他无数次地遐想过自己的生日宴会,最好是和电视上的一样,稍微简单一点也没关系。当然,最重要的是要有个好看的蛋糕。


但沈一清终究没有顺他的心意。


她牵着蒋丞的小手,步履匆匆地经过每一家开门营业的蛋糕店,店内各色纷呈的蛋糕似乎还萦绕着刚出炉的香气,它们化作绳索,牢牢地捆住了蒋丞尚且稚嫩的心。


蛋糕的诱惑迫使他停下了脚步,沈一清显然没意识到手里领着的小男孩会突然停住,惯性迫使她差点跌了个踉跄。


她回头,问:“怎么了?”


蒋丞不知从何而来的勇气,令他正面迎着沈一清向来冷静理智的目光,提出了自己的要求:“我想要个蛋糕。”


“不行,”沈一清皱起眉头,厌恶地扫了一眼橱窗里在她看来除了能让人增肥无任何作用的奶脂食品,声音波澜不惊,“吃蛋糕会长胖,尤其是小孩子。”


“我可以多锻炼一些。”蒋丞据理力争。


沈一清的目光逐渐变得诧异,蒋丞向来都是个听话的孩子,这么跟她要求一件事的时候委实少见。


她沉声道:“今晚的一切已经安排好了,没有多余的时间让你吃蛋糕。”


“可是……”蒋丞还想说些什么,却被沈一清无情打断。


“没有可是,”她陡然提了一个语调,居高临下地凝望着小男孩,眉峰间凝聚起名叫严厉的神色,“你的时间都已经安排好了。蒋丞,你不应该有任何否定计划的行为。”


蒋丞愣在了原地。


沈一清也没有强行拽他离开,只是维持着这种冷漠严厉的神情,凝视着她的儿子。两人之间隔了一段不大不小的距离,是任意一人伸出手就能碰到对方的长度,但可惜的是,这对母子在这方面惊人的相似,距离因无人主动而化成了一道天堑,拦在了两人心中。


直到一阵笑声传来,才勉强打破了这种令人心悸的氛围。


是一对母子,两人身形都颇为圆润,一看便知是一脉相传的属性。儿子踮起脚尖,指着最好看的那个慕斯蛋糕,妈妈带着慈爱的笑容轻轻点头,顺手还揉了揉小男孩短短的板寸,儿子抬起头对妈妈咧嘴一笑。


蒋丞鼻尖一酸,几乎要落下泪来。


他不知道是因为最好看的蛋糕被人买走了,还是这幅画面是他和沈一清从未有过的相处模式,亦或者只是因为沈一清看见那对母子时脸上毫不掩饰的不悦,都让他有了种想哭的冲动。
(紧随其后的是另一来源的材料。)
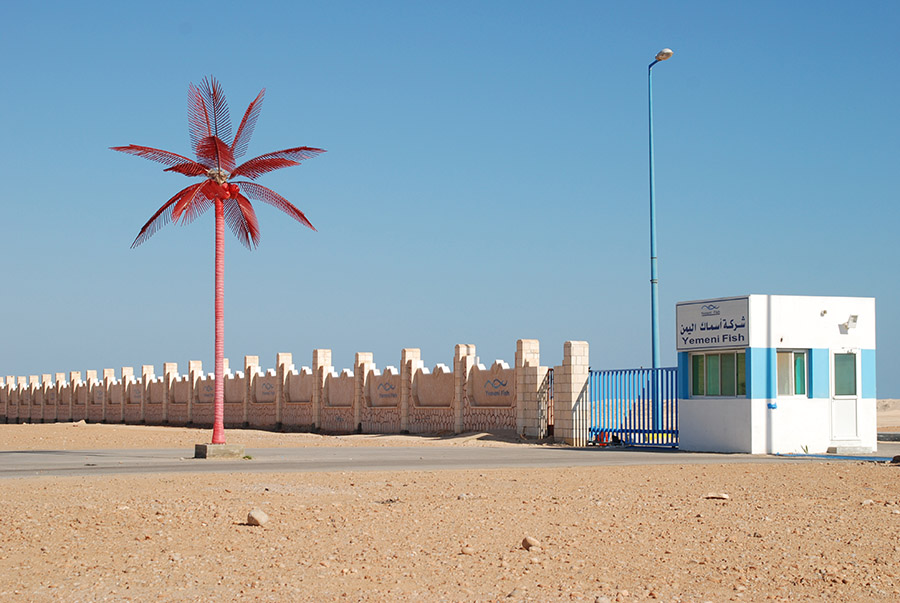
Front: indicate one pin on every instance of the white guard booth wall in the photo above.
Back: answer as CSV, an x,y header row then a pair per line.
x,y
770,374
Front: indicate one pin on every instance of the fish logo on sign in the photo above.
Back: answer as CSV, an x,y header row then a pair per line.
x,y
709,310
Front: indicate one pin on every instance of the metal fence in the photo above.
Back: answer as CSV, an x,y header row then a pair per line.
x,y
634,407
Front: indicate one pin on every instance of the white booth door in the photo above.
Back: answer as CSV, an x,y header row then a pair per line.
x,y
845,395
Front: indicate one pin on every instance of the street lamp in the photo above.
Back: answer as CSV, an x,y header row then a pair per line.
x,y
662,55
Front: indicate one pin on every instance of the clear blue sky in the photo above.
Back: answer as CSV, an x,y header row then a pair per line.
x,y
486,174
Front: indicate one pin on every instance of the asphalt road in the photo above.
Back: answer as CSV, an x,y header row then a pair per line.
x,y
109,462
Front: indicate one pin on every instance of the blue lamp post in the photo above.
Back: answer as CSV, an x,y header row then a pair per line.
x,y
662,55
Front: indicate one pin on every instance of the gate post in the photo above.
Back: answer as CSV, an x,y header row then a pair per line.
x,y
410,362
463,361
321,367
571,406
529,376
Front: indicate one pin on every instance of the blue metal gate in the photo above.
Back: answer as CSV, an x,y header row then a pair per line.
x,y
634,407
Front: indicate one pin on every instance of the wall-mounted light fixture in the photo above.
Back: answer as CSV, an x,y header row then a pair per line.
x,y
851,322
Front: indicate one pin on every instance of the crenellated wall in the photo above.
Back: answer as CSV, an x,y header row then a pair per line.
x,y
409,399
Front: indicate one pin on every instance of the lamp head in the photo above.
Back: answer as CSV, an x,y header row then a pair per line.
x,y
665,53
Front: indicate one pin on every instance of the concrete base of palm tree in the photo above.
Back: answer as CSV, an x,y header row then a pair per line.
x,y
218,451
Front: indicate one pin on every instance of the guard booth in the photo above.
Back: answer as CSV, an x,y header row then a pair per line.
x,y
777,374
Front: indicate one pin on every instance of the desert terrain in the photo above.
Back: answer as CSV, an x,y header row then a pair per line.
x,y
794,531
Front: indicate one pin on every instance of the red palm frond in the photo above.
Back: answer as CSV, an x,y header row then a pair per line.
x,y
258,166
189,169
198,117
216,153
216,107
195,201
158,155
241,219
267,195
245,130
164,214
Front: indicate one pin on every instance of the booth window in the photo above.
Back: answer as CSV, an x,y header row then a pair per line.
x,y
719,374
845,374
791,368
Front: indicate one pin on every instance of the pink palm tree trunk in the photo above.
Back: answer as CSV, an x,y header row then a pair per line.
x,y
219,405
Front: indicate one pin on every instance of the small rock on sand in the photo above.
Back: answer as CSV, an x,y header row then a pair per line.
x,y
257,517
530,542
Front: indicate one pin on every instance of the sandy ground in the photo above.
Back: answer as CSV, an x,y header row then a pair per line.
x,y
815,531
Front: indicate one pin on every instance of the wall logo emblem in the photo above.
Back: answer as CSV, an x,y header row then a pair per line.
x,y
496,387
385,390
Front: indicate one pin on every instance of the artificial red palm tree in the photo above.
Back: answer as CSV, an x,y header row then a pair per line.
x,y
210,128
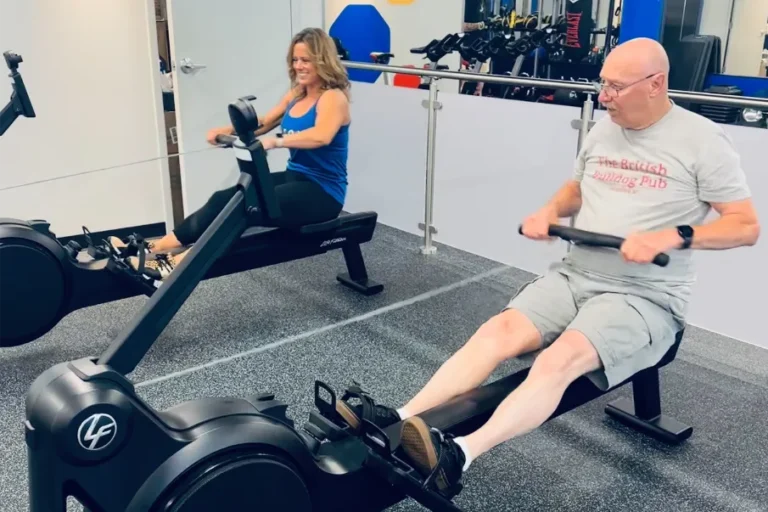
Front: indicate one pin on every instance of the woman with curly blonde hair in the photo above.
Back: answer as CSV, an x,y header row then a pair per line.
x,y
314,118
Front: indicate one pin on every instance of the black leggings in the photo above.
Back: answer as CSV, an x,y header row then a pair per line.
x,y
302,201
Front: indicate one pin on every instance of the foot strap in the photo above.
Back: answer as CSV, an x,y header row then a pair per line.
x,y
356,391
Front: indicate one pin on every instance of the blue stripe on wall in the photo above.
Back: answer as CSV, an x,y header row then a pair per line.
x,y
641,18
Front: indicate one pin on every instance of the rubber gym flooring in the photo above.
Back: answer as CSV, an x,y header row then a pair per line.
x,y
277,329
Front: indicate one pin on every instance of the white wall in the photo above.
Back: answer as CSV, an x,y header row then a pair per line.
x,y
90,68
745,46
714,21
412,25
497,161
743,43
307,13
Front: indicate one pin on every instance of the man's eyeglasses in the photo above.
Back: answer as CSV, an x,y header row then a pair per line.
x,y
613,91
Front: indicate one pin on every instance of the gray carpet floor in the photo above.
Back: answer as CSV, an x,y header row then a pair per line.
x,y
280,328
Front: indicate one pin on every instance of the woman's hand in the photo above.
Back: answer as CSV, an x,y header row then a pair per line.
x,y
214,132
269,143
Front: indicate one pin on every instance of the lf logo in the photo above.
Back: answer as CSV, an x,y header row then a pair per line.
x,y
97,432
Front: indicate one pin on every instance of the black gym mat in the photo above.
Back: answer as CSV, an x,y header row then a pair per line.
x,y
580,461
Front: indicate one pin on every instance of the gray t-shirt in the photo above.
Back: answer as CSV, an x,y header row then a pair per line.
x,y
644,180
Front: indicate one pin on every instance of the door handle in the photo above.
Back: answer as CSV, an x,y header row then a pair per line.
x,y
188,67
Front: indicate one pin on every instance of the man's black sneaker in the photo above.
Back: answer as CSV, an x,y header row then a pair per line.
x,y
367,409
435,455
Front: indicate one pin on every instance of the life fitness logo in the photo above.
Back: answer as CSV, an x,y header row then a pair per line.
x,y
97,432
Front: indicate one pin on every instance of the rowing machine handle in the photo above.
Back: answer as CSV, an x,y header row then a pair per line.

他以前从未想过沈一清对他的态度如何,不经意间察觉到的冷漠只当那是母亲对孩子的一种别样的爱。


可是那对母子给他上了一课,用现实告诉他,真正的母子应该是如何相处的。是理所应当的任性和毫无保留的宠溺,而不是像他一样 和自己的母亲面对面不说话,向敌人一样对峙着,等着对方认输。


他从来都不会主动要求什么,也学不来别的孩子那样撒娇耍赖。他只是认认真真地,沿着沈一清为他规划好的道路一位走下去,自己的情绪却被忽略不计。


他什么都依循着沈一清的计划,但除此之外,他只是想要个蛋糕,只是想在他的生日那天尝尝蛋糕的味道。


他不知道原来这也是个奢望。


蒋丞抬起头,泪眼朦胧地看着近在咫尺的沈一清,忽然就觉得这个眉目清冷的女人很陌生,但也仅是一瞬,她又恢复了那个他熟悉的样子。


她是他的母亲。


蒋丞上来一步,拉了拉沈一清的衣角,露出个似哭似笑的表情。


“妈妈。”



2.


顾飞是没有生日概念的。


不是因为他不知道自己生日的时间,而是因为没有人会因为那天是他的生日而给予他些许的温暖。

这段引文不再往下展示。